Standpunkt von Martin Dörmann zum Ergebnis der Bundestagswahl 2013

Keines der angestrebten Koalitionsbündnisse erhält eine Mehrheit. Die SPD will einen verantwortungsbewussten Weg beschreiten, der ihre Mitglieder mitnimmt, sich an den Interessen der Menschen orientiert und inhaltlich glaubwürdig ist.

Liebe Leserinnen und Leser,

das Ergebnis der Bundestagswahl ist für alle Parteien problematisch. Keines der angestrebten Bündnisse hat einen Wählerauftrag erhalten. Trotz deutlicher Zugewinne für die CDU/CSU verliert Kanzlerin Merkel durch das Ausscheiden der FDP die sie bislang stützende schwarz-gelbe Regierungsmehrheit. Die SPD legt leicht zu,  der Abstand zur Union hat sich jedoch noch einmal deutlich vergrößert. Eine rot-grüne Mehrheit ist weit entfernt. Grüne und Linke verlieren zusammen rund ein Viertel ihrer Wähler. Die Regierungsbildung gestaltet sich extrem schwierig.

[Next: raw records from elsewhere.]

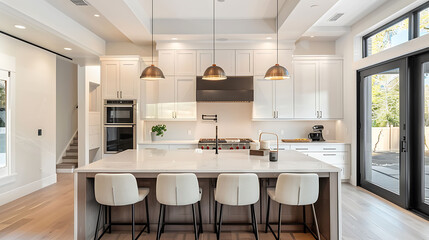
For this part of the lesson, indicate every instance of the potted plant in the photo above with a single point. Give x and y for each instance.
(158, 131)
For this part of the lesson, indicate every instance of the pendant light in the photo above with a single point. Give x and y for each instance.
(277, 72)
(214, 73)
(152, 72)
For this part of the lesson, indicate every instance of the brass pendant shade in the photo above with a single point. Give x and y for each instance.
(152, 73)
(214, 73)
(277, 72)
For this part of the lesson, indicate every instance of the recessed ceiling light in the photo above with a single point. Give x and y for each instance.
(20, 27)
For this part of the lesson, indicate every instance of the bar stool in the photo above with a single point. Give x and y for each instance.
(237, 190)
(178, 190)
(113, 190)
(294, 190)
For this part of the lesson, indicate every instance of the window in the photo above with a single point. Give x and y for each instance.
(423, 22)
(4, 168)
(409, 26)
(389, 37)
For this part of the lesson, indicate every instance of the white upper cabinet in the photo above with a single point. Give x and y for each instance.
(166, 98)
(331, 89)
(318, 88)
(185, 62)
(120, 78)
(305, 78)
(129, 75)
(263, 103)
(224, 58)
(185, 97)
(244, 62)
(110, 79)
(166, 61)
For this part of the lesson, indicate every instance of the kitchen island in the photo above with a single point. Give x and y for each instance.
(146, 164)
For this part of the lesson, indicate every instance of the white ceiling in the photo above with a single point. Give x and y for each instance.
(353, 10)
(202, 9)
(84, 15)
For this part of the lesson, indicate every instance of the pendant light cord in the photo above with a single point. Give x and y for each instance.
(152, 32)
(277, 30)
(214, 32)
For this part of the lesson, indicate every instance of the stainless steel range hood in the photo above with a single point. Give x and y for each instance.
(233, 89)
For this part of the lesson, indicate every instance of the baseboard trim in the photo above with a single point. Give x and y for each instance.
(27, 189)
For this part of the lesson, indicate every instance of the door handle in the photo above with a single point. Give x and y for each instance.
(403, 145)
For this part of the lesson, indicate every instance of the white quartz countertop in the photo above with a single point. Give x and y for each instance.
(170, 142)
(199, 161)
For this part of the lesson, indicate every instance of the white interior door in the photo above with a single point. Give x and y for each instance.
(166, 101)
(331, 89)
(305, 85)
(263, 104)
(186, 105)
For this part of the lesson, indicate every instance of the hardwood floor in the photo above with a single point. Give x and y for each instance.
(48, 214)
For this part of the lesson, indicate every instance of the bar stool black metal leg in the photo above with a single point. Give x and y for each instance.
(255, 224)
(194, 217)
(160, 222)
(163, 218)
(220, 222)
(280, 222)
(110, 219)
(268, 215)
(98, 219)
(147, 215)
(201, 219)
(216, 218)
(315, 221)
(132, 222)
(303, 218)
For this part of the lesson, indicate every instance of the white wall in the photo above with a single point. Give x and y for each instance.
(33, 107)
(66, 104)
(235, 120)
(350, 47)
(312, 47)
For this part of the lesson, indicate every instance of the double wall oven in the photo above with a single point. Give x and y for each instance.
(119, 125)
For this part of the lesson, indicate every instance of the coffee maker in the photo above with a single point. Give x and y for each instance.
(316, 135)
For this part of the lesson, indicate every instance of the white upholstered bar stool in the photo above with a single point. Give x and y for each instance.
(237, 190)
(294, 190)
(113, 190)
(178, 190)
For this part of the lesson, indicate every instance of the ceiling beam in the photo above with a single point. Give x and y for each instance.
(128, 16)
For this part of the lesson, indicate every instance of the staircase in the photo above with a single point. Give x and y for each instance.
(69, 160)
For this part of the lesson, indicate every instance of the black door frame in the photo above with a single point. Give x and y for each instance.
(417, 136)
(403, 198)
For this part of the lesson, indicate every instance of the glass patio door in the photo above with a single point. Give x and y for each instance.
(382, 131)
(420, 132)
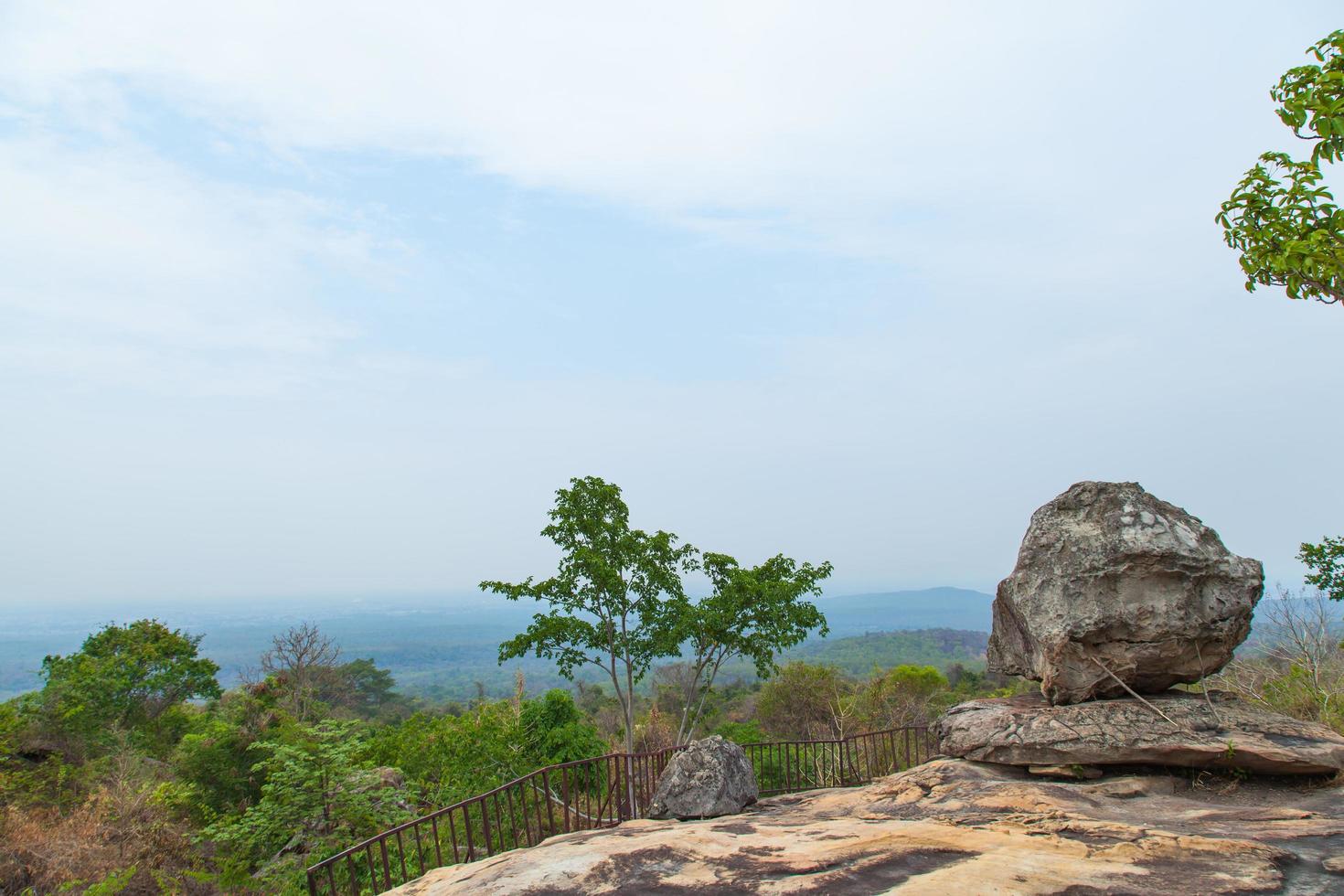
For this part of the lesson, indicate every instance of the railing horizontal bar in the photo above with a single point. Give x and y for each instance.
(789, 756)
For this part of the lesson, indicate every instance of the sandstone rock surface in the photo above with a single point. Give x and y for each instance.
(709, 778)
(1027, 731)
(949, 827)
(1109, 575)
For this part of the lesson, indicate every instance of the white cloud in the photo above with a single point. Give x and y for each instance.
(857, 126)
(1044, 175)
(123, 266)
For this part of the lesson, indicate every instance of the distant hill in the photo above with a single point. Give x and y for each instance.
(443, 649)
(895, 610)
(859, 655)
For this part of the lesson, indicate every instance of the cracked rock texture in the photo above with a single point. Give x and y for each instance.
(951, 827)
(709, 778)
(1109, 575)
(1027, 731)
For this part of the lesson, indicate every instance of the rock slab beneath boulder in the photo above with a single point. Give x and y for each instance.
(1027, 731)
(1110, 578)
(709, 778)
(948, 827)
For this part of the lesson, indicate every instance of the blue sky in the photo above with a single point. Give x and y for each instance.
(323, 300)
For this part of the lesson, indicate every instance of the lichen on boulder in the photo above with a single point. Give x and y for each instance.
(1115, 587)
(709, 778)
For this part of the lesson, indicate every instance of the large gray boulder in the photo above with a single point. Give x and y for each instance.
(707, 779)
(1110, 578)
(1027, 731)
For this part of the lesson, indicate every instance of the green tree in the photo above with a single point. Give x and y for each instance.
(1281, 217)
(555, 731)
(752, 613)
(320, 793)
(123, 677)
(614, 600)
(805, 701)
(1326, 561)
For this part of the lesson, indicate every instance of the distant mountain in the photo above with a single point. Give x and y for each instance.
(445, 649)
(898, 610)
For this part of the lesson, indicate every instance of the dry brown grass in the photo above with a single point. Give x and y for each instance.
(120, 825)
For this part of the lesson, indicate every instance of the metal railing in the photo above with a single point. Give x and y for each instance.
(589, 795)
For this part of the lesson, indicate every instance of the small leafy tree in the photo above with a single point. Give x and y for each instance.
(1281, 217)
(319, 793)
(754, 613)
(123, 677)
(806, 701)
(1326, 561)
(614, 600)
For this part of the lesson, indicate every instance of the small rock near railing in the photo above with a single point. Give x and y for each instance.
(709, 778)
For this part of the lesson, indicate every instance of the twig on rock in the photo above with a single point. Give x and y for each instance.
(1204, 688)
(1135, 693)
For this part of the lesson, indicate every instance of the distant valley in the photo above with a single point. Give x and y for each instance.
(443, 652)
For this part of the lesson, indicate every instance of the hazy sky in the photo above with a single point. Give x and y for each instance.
(328, 298)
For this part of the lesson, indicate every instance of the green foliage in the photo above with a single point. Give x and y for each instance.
(614, 601)
(451, 758)
(752, 613)
(320, 793)
(803, 701)
(1326, 561)
(365, 690)
(125, 677)
(555, 731)
(217, 766)
(1281, 217)
(742, 732)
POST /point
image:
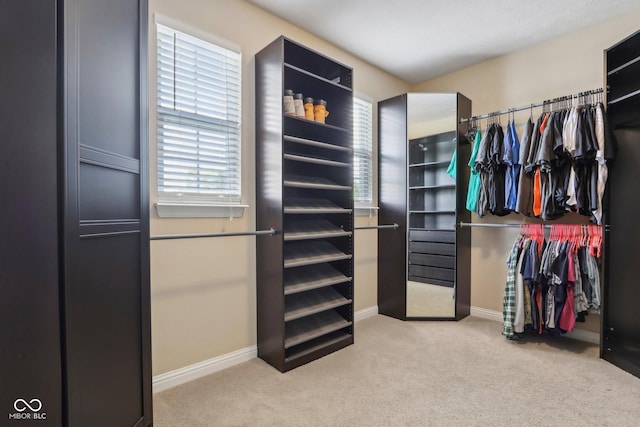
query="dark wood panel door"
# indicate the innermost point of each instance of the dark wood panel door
(106, 236)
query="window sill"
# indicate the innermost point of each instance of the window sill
(194, 210)
(365, 210)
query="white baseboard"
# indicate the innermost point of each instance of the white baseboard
(577, 334)
(198, 370)
(365, 313)
(483, 313)
(201, 369)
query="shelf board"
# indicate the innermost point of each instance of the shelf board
(314, 143)
(315, 76)
(314, 326)
(313, 206)
(317, 229)
(433, 187)
(307, 303)
(312, 123)
(623, 66)
(317, 183)
(315, 160)
(304, 253)
(426, 164)
(312, 277)
(319, 344)
(624, 97)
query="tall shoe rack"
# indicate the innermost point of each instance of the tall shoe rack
(304, 190)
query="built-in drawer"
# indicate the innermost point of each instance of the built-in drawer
(432, 248)
(432, 260)
(432, 272)
(441, 236)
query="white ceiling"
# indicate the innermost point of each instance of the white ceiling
(417, 40)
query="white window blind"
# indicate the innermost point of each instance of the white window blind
(362, 152)
(198, 100)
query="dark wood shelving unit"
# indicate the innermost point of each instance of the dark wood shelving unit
(620, 337)
(304, 183)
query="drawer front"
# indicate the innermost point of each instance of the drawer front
(432, 248)
(432, 236)
(446, 283)
(432, 260)
(432, 272)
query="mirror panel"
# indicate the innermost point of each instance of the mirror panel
(431, 200)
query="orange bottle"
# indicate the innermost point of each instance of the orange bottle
(308, 108)
(320, 110)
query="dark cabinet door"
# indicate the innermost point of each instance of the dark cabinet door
(29, 318)
(106, 266)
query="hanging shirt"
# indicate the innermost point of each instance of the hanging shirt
(524, 179)
(474, 177)
(509, 299)
(603, 171)
(451, 170)
(511, 190)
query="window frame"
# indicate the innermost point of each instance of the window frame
(195, 204)
(364, 206)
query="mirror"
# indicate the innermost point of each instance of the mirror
(431, 200)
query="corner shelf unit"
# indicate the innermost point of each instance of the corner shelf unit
(620, 337)
(418, 194)
(304, 176)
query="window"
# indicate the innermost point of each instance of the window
(198, 101)
(362, 153)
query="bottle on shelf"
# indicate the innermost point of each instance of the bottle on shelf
(308, 108)
(320, 112)
(289, 107)
(298, 105)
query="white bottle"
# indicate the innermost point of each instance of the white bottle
(288, 107)
(298, 105)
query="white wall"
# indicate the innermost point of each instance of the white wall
(203, 290)
(562, 66)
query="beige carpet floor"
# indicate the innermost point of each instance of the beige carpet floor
(417, 374)
(426, 300)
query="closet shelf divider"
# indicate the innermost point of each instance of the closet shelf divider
(314, 143)
(315, 76)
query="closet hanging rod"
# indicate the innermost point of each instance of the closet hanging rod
(493, 225)
(512, 225)
(269, 232)
(378, 227)
(530, 106)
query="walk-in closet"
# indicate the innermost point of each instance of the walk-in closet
(276, 213)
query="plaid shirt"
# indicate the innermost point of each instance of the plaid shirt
(509, 301)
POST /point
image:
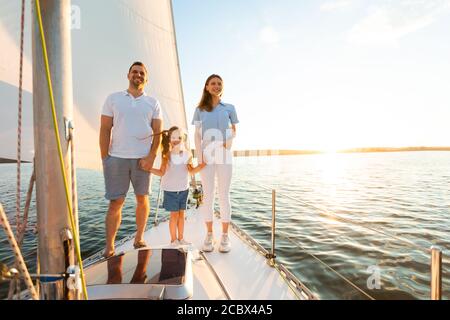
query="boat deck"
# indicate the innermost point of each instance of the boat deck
(241, 274)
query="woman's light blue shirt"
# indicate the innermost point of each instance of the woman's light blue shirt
(217, 122)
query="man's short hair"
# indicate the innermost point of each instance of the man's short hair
(138, 63)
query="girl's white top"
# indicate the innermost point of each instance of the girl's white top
(176, 177)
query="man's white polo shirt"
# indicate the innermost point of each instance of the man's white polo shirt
(132, 124)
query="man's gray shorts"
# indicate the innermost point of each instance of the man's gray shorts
(119, 172)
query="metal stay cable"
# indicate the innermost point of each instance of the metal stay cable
(327, 213)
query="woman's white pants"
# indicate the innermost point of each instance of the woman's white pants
(223, 172)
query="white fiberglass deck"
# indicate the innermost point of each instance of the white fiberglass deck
(244, 272)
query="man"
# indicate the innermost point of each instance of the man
(129, 139)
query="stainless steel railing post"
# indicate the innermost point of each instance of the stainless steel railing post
(436, 273)
(272, 255)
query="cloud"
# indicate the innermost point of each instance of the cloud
(392, 20)
(334, 5)
(268, 35)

Welche Schlussfolgerungen soll die SPD aus dem zwiespältigen Ergebnis ziehen? In diesen Tagen erreichen mich zahlreiche Zuschriften von Mitgliedern und Wählern. Die Ratschläge spiegeln die besondere Bandbreite der SPD-Anhängerschaft wieder. Die einen fordern eine klare Oppositionsstrategie, andere mahnen Gestaltung und Verantwortung in einer Großen Koalition an, Dritte setzen gar auf eine rot-rot-grüne Mehrheit im Parlament.

Letztlich sind diese Rückmeldungen bereits ein Hinweis auf die besondere Schwierigkeiten bei der Mobilisierung von zusätzlichen SPD-Stimmen: die ganz unterschiedlichen Erwartungshaltungen der tatsächlichen oder potentiellen Wählerschaft, und zwar nicht nur im Hinblick auf mögliche Koalitionen, sondern auch auf inhaltliche Schwerpunkte. Die einen haben für die SPD gestimmt, um eine Kanzlerin Merkel zu verhindern, andere wollten hingegen vor allem das Gewicht der SPD in einer von vielen erwarteten Großen Koalition stärken. Vielen ist soziale Gerechtigkeit besonders wichtig, andere haben eher unsere nachhaltigen Konzepte für Zukunftsinvestitionen überzeugt.

Entsprechend sorgsam muss die SPD mit dem Wahlergebnis umgehen. Sie will einen Weg beschreiten, der die eigene Mitglieder- und Wählerschaft möglichst weitgehend mitnimmt, sich an den Interessen der Menschen orientiert und inhaltlich glaubwürdig ist.

Vor diesem Hintergrund begrüße und unterstütze ich den Beschluss des SPD-Parteikonvents zur Koalitionsfrage. Jeder weitere Schritt soll sich danach an den von der SPD im Wahlkampf vertretenen Inhalten ausrichten. Die Parteigremien werden am Entscheidungsprozess eng beteiligt. Ãœber das Ergebnis möglicher Koalitionsverhandlungen soll ein verbindliches Mitgliedervotum eingeholt werden  – einmalig in der Geschichte der Bundesrepublik. Leicht ist der Weg nicht. Um auf breite Akzeptanz zu stoßen, ist es notwendig, ergebnisoffen in Gespräche zu gehen.

Welche Alternativen gibt es? Fraglich ist, ob es angesichts der derzeitigen Schwäche und Umbrüche der Grünen den ernsthaften Versuch einer schwarz-grünen Koalition geben wird. Diese wäre immerhin demokratietheoretisch naheliegend, weil eine Große Koalition immer nur Ultima Ratio sein kann. Eine rot-rot-grüne Regierungsbildung scheidet aus. Die SPD hat eine solche Konstellation vor dieser Wahl zwangsläufig ausschließen müssen, weil die Linke leider auf Bundesebene die Opposition zum Prinzip erkoren und sich außen- und europapolitisch vielfach ins Abseits gestellt hat. An Neuwahlen kann letztlich – außer FDP und AfD – kaum jemand Interesse haben, weil sie die Politikverdrossenheit zu steigern drohen. Zudem wäre völlig ungewiss, ob sie zu einem weniger problematischen Ergebnis führen würden.

Als gewählter Abgeordneter bewegt mich, dass wir eines nie aus den Augen verlieren dürfen: Wir stehen in Europa und Deutschland vor gewaltigen Herausforderungen. Wohlstand, soziale Sicherheit und gesellschaftliche Teilhabe aller Bevölkerungsgruppen kommen nicht von selbst, sie bedürfen der richtigen politischen Rahmensetzung. Ob und welche zukünftige Bundesregierung diesen Aufgaben gerecht werden wird, ist eine offene Frage.